FAQ 3.2 : Quelles sont les principales différences entre les projections du RCCC de 2019 et celles du RCCC de 2026?
Réponse courte :
Dans l’ensemble, depuis la première édition du Rapport sur le climat changeant du Canada (RCCC de 2019), notre degré de confiance dans les projections du climat futur a augmenté, alors que les incertitudes ont diminué. Dans le présent rapport (RCCC de 2026), pour un niveau donné d’émissions futures, notre projection du réchauffement au Canada est plus élevée qu’elle ne l’était dans le RCCC de 2019.
Réponse longue :
Dans l’ensemble, les projections présentées dans le présent rapport correspondent à celles du RCCC de 2019, mais avec un degré de confiance accru. Il existe toutefois certaines différences. Ce rapport prévoit un réchauffement au Canada plus important que le RCCC de 2019 pour des scénarios comparables. L’estimation médiane du réchauffement au Canada d’ici la période 2081-2100 est supérieure de 0,8 °C pour un scénario de faibles émissions et de 1,0 °C pour un scénario d’émissions très élevées dans le présent rapport, comparativement à celle projetée dans le RCCC de 2019. Cet écart s’explique par des différences dans les scénarios, la mise à jour des simulations des modèles climatiques et l’utilisation d’approches visant à synthétiser l’information provenant des modèles et des observations afin de réduire les incertitudes dans les projections. Parallèlement, la probabilité du scénario d’émissions très élevées, qui était l’un des deux scénarios en vedette dans le RCCC de 2019, est désormais considérée comme faible.
Ce rapport attribue un degré de confiance plus élevé à la projection d’une augmentation de la sécheresse hydrologique et de la sécheresse agricole dans le sud du Canada que le RCCC de 2019. Une meilleure compréhension des facteurs à l’origine des changements passés du niveau de la mer a accru notre degré de confiance dans les projections à très court terme. Cependant, les processus liés aux inlandsis restent très incertains et pourraient contribuer à augmenter les quantités d’eau de fonte se déversant dans les océans depuis l’inlandsis de l’Antarctique. Par conséquent, les projections à long terme du niveau de la mer restent incertaines.

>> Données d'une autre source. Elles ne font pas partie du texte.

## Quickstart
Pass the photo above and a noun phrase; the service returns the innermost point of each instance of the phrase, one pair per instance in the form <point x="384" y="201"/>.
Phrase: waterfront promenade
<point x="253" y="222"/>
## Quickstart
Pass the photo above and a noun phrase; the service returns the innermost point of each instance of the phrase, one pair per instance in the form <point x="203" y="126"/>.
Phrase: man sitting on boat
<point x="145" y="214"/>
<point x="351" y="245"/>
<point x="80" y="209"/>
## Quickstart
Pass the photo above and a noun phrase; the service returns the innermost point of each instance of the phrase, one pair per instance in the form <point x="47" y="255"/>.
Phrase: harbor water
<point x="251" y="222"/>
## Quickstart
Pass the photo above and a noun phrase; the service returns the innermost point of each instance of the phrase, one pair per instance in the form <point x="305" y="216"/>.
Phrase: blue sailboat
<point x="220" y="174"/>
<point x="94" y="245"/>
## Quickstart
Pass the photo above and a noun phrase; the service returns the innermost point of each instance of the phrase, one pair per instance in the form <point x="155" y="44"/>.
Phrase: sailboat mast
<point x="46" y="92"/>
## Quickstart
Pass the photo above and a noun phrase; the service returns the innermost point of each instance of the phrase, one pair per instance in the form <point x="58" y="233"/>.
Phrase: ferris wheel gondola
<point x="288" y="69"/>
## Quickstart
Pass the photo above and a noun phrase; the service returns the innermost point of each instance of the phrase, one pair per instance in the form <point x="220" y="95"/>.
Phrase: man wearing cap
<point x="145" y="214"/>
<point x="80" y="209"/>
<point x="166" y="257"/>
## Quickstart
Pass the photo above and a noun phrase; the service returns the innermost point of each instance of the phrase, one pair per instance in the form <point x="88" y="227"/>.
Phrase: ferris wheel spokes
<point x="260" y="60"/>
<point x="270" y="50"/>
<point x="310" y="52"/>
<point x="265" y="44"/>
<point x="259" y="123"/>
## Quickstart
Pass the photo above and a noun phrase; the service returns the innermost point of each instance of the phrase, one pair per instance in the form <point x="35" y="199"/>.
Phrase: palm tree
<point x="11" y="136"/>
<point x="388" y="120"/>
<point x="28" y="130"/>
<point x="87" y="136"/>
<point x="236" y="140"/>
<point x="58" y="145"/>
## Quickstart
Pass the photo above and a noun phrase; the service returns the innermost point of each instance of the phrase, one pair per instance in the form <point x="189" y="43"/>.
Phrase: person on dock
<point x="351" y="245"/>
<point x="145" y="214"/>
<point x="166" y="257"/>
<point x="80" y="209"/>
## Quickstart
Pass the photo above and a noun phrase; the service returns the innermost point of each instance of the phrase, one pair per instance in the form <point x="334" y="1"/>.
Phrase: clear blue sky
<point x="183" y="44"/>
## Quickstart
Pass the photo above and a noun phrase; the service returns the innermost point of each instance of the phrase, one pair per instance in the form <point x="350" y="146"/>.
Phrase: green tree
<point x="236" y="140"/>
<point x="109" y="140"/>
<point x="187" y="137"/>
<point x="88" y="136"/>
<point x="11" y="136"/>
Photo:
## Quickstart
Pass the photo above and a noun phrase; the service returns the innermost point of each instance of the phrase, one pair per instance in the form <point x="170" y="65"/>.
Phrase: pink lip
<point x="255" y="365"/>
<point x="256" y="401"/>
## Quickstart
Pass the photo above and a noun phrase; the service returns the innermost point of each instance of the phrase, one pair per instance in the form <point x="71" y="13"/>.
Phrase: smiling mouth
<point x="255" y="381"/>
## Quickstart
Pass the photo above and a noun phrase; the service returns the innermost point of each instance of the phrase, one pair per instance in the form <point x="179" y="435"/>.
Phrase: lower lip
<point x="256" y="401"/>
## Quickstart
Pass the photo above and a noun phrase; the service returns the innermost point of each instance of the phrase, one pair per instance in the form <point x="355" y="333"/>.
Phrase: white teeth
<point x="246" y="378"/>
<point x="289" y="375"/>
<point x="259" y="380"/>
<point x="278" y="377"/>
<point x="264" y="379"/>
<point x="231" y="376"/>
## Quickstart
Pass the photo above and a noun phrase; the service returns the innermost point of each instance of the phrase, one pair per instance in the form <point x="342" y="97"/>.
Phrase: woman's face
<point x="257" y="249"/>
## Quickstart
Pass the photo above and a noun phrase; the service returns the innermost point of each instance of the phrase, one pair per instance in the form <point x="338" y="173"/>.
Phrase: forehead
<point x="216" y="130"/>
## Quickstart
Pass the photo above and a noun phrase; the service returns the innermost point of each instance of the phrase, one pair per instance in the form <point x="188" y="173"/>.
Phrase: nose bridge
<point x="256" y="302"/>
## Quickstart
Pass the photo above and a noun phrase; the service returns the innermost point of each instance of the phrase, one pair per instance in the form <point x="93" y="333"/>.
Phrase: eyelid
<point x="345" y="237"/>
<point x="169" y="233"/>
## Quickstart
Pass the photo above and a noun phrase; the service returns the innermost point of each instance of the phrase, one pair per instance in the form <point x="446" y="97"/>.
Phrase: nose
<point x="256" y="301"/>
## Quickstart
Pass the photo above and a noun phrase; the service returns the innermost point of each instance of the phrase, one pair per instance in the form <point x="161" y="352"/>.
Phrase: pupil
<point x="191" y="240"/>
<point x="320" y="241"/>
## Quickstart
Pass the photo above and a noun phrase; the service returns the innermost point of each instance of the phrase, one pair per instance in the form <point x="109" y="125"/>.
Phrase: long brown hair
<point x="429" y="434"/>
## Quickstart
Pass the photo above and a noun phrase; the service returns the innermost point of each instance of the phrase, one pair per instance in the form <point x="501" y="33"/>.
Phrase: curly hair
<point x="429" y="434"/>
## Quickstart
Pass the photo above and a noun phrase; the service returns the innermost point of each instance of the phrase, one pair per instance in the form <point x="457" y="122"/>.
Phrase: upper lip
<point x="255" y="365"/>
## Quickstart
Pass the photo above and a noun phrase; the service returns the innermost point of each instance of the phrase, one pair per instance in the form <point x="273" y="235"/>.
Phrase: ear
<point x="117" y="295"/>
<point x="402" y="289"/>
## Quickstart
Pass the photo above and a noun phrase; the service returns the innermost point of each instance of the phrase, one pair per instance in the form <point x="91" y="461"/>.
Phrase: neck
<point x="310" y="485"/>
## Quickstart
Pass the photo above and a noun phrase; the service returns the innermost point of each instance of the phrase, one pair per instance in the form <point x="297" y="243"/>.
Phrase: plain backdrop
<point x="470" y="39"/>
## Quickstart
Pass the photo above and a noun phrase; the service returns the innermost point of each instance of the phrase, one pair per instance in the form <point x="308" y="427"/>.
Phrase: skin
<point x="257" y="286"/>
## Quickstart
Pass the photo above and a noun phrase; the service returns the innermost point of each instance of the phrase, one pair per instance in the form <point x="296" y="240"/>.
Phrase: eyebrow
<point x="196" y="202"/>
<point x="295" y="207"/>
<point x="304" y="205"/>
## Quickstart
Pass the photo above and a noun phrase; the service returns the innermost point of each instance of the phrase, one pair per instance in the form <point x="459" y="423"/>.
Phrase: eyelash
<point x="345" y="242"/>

L’une des principales conclusions du RCCC de 2019 était que la dernière zone de glace de l’Arctique se trouverait au nord de l’archipel arctique canadien et qu’elle constituerait un refuge important pour les espèces dépendantes de la glace. Dans le présent rapport, les zones d’eau libre récemment observées dans la région et l’amincissement de la glace de mer ont conduit à estimer que la glace de mer dans cette région pourrait être moins résiliente à l’égard du réchauffement qu’on ne le pensait auparavant.
Alors que le RCCC de 2019 ne comprenait pas de prédictions décennales des changements climatiques décrivant les changements des températures à très court terme à l’échelle du Canada, celles-ci sont incluses dans le présent rapport. En outre, le RCCC de 2026 comprend des projections d’un plus grand nombre de types d’extrêmes que le RCCC de 2019.